Los festejos de Gifesa, la imagen del Rey Pelayo, ‘Gijón caliente caliente’, el ‘Elogio’ y, ahora, ‘Asturias con sal’ se han sucedido como reclamo turístico desde 1959.
Gijón siempre ha sido una ciudad volcada en promocionar su imagen. La reciente creación de una marca de ciudad para utilizarla en casi todos los ámbitos económicos del municipio -’Gijón, Asturias con sal’- no es la primera ni será la última. Ya a finales de la década de los 50 del siglo pasado se llegó a crear una sociedad ajena al Ayuntamiento encargada de la organización de los festejos locales y de promocionar el turismo. Se llamaba Gijonesa de Iniciativas, Festejos y Atracciones (Gifesa), nacida en 1959 a imagen de la Sociedad Ovetense de Festejos.

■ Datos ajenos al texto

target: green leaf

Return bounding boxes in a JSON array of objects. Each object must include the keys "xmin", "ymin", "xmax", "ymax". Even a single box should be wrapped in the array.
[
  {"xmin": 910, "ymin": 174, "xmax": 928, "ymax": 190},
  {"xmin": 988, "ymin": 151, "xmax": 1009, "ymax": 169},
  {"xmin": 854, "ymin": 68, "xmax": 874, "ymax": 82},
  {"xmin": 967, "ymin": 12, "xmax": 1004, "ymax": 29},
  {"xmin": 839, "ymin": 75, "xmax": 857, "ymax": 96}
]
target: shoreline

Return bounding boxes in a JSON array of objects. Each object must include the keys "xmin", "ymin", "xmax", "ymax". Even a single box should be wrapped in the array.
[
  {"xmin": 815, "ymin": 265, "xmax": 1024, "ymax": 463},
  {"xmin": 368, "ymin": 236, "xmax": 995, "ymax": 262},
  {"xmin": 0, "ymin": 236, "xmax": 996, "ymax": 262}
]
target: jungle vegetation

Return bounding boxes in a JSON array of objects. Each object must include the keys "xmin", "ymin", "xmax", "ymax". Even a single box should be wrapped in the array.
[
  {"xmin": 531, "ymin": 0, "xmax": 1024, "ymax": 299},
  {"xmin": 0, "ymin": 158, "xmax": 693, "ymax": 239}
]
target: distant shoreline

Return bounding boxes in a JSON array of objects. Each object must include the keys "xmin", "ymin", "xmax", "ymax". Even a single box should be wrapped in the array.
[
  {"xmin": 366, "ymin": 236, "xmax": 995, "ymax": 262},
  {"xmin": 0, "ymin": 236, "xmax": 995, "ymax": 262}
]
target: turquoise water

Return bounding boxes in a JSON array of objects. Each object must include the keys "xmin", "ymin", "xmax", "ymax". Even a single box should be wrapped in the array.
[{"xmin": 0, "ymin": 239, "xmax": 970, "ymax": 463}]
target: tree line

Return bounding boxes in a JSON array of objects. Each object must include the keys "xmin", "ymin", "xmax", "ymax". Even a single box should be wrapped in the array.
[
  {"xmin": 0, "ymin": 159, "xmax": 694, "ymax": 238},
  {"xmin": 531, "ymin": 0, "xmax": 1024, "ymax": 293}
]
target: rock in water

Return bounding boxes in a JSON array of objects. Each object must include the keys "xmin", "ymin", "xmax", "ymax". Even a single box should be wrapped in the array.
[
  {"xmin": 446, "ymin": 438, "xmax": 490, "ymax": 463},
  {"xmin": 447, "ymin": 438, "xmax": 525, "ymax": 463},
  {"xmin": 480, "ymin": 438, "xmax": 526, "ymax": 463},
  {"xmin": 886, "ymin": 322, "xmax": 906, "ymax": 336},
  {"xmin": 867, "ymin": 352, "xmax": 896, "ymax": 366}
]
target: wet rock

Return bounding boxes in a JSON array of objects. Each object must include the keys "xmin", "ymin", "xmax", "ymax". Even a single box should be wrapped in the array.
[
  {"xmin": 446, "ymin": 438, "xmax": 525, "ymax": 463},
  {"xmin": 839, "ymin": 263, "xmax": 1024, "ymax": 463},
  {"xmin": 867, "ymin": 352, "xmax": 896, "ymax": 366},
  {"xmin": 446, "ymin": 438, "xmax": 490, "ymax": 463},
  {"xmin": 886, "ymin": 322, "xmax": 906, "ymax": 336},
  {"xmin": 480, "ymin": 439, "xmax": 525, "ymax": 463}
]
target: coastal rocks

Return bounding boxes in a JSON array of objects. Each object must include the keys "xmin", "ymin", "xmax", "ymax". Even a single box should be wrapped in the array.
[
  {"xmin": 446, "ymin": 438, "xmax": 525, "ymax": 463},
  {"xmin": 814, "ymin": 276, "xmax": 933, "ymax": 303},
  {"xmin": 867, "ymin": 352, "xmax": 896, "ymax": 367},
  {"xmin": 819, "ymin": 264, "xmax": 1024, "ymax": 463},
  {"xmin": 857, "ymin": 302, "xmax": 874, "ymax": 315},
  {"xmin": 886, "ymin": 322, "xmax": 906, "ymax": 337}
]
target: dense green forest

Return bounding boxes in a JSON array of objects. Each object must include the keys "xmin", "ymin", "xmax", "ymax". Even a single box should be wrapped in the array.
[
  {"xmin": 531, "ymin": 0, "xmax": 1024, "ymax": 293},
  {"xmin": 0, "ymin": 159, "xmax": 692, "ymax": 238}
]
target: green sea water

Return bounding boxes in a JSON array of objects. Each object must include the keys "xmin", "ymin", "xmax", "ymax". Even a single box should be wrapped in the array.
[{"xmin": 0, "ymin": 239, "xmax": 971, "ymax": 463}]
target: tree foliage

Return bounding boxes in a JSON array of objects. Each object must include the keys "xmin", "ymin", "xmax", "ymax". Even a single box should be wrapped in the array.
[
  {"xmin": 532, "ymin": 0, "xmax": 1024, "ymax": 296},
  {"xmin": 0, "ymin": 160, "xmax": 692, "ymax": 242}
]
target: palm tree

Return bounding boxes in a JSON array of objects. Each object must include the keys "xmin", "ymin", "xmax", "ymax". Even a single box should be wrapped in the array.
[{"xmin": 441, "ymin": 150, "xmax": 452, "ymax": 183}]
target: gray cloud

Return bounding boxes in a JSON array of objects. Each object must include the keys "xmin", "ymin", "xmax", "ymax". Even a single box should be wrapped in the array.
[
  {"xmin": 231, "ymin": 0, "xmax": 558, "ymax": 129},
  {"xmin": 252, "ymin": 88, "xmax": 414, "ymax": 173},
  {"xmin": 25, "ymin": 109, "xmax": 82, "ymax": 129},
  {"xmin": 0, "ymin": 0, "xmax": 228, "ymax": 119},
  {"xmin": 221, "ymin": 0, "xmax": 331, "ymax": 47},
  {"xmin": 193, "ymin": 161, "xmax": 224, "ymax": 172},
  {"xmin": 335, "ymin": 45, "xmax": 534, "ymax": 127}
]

Su gestación, curiosamente, obedeció a las dificultades que pasaban los comerciantes con la celebración de muchos concursos hípicos que hacían que gran parte de la población se desplazara a Las Mestas. Conseguir que los ciudadanos prefirieran quedarse en la zona centro era el objetivo y para ello Gifesa ideó la organización de multitud de festejos. Su final llegó en 1962 cuando el Ayuntamiento le encargó la organización del primer torneo Costa Verde de fútbol. El escaso apoyo municipal y los malos resultados económicos hicieron que la promoción turística retornara al ámbito oficial.

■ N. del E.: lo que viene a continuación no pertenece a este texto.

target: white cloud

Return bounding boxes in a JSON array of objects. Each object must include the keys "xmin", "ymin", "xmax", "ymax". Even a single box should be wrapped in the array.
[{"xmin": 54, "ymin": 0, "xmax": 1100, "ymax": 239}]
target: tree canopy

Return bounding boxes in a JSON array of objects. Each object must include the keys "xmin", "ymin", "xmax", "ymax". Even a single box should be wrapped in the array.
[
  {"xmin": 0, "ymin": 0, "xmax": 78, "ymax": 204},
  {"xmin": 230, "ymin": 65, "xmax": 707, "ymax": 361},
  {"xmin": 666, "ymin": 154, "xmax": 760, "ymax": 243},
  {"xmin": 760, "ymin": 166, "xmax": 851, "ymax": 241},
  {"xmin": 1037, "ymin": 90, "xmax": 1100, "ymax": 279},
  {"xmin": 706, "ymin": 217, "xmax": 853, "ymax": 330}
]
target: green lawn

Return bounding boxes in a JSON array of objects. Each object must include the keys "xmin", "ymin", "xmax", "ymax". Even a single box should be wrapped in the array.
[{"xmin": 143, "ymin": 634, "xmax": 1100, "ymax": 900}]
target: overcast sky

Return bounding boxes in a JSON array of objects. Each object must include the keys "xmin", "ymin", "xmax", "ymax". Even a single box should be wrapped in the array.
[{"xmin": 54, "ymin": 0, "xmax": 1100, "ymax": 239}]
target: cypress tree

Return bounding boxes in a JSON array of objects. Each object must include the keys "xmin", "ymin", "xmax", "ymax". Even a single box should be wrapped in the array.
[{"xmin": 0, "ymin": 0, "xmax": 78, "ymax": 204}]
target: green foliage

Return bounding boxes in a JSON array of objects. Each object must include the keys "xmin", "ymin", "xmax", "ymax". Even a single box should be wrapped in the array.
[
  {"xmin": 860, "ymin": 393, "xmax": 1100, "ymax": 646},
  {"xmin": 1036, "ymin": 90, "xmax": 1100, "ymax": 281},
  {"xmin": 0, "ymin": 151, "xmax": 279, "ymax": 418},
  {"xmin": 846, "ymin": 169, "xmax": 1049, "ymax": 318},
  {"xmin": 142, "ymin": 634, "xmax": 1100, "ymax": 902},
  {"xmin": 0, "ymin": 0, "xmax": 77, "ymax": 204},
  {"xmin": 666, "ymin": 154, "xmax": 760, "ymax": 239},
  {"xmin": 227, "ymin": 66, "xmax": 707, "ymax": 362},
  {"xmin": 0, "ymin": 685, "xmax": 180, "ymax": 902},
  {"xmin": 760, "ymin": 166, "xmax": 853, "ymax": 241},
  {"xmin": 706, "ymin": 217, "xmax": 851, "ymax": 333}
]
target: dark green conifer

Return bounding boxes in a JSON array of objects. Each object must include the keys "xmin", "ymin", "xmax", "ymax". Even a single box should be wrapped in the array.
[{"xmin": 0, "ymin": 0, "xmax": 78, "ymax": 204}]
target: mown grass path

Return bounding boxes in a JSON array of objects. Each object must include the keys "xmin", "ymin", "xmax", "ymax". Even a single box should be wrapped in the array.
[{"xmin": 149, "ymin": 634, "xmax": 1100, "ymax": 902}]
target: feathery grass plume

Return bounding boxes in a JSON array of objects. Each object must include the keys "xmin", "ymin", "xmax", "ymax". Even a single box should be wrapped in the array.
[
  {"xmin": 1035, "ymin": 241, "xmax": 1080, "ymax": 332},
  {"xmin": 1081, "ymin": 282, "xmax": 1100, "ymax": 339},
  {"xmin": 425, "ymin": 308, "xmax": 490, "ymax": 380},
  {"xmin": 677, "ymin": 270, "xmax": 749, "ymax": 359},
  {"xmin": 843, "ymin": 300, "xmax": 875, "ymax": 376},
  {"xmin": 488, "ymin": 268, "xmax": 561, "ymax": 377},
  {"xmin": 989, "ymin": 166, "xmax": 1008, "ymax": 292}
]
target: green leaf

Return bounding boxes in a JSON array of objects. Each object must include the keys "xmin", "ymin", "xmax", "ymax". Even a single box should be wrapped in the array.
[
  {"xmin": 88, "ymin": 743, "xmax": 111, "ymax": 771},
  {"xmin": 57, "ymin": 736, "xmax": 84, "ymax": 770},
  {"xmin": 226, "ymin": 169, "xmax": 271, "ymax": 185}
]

A partir de entonces, el escudo de la ciudad, es decir, la imagen del Rey Pelayo, coronaba casi todas las promociones. Era la imagen. Se elaboraron entonces los primeros eslóganes publicitarios, como el de ‘Gijón se escribe con uve (de verano)’. El espaldarazo definitivo llegaría en 1969, cuando se puso en marcha un plan turístico nacional para potenciar la costa española. Gijón se convirtió así en la capital de la Costa Verde. Y ese fue su eslogan y seña de identidad durante años, prácticamente hasta 1985, cuando irrumpió el afamado ‘Asturias, paraíso natural’ y la imagen de la silueta del balcón principal de Santa María del Naranco, una marca y un logotipo regional que se impuso con el fuerte impulso dado desde el Principado.
‘La mar de bien’
A finales de esa década se hicieron cargo de los festejos gijoneses el edil Daniel Gutiérrez Granda y Miguel Rodríguez Acevedo. Y el turismo y los festejos gijoneses tomaron un nuevo impulso gracias a la creación, fundamentalmente, de llamativos eslóganes acompañados por una programación festiva muy completa y atractiva. De aquella época son los lemas ‘Gijón, caliente caliente’ o ‘Gijón, la mar de bien’. Durante un lustro, camisetas, toallas, vasos de sidra y demás ‘merchandasing’ con estos eslóganes eran habituales en los meses de verano.
Pero no tardaría en haber un cambio radical. Tras años con una imagen poco definida se iba a conseguir una que aún permanece. En 1990 se inauguró con polémica la escultura de ‘Elogio del Horizonte’, obra de Eduardo Chillida. Poco después, en 1993, se crea la Sociedad Mixta de Turismo y Festejos. Ambos formarían una simbiosis perfecta con un logotipo que se convertiría en seña de identidad de Gijón.
En 1999, la Sociedad Mixta de Turismo abandonaría su apartado de festejos, que se incluiría entre las responsabilidades del Teatro Jovellanos. La entidad se centró únicamente en la promoción turística.
Entretanto, multitud de logotipos y eslóganes comenzaron a salpicar el escenario local, debido sobre todo a la creación de más empresas y fundaciones municipales y a la puesta en marcha de campañas de promoción con identidad propia.
«Todo es posible»
El siglo XXI irrumpió con la villa de Jovellanos huérfana de imagen. Y el Ayuntamiento ideó un ‘Plan estratégico del destino turístico Gijón’ que entre sus apartados incluía crear una marca de ciudad. Este año, a finales de agosto se convocó el concurso y el 20 de octubre se falló. ‘Gijón, Asturias con sal’ fue el lema elegido para transmitir la idea de «una ciudad libre, acogedora, en la que todo es posible y sorprendente».
Con este nuevo instrumento se afrontarán los retos del nuevo siglo para conseguir diferenciarse del resto de la Cornisa Cantábrica, donde la competencia por atraer al turismo es feroz. Pero esta marca no sólo tiene como objetivo los potenciales visitantes, sino también servir de acicate a empresas para que se instalen en el municipio y a cualquier otra iniciativa que se pueda dar en un futuro para mayor beneficio del concejo.
Las posibilidades de aplicación previstas son múltiples y se irán desvelando poco a poco.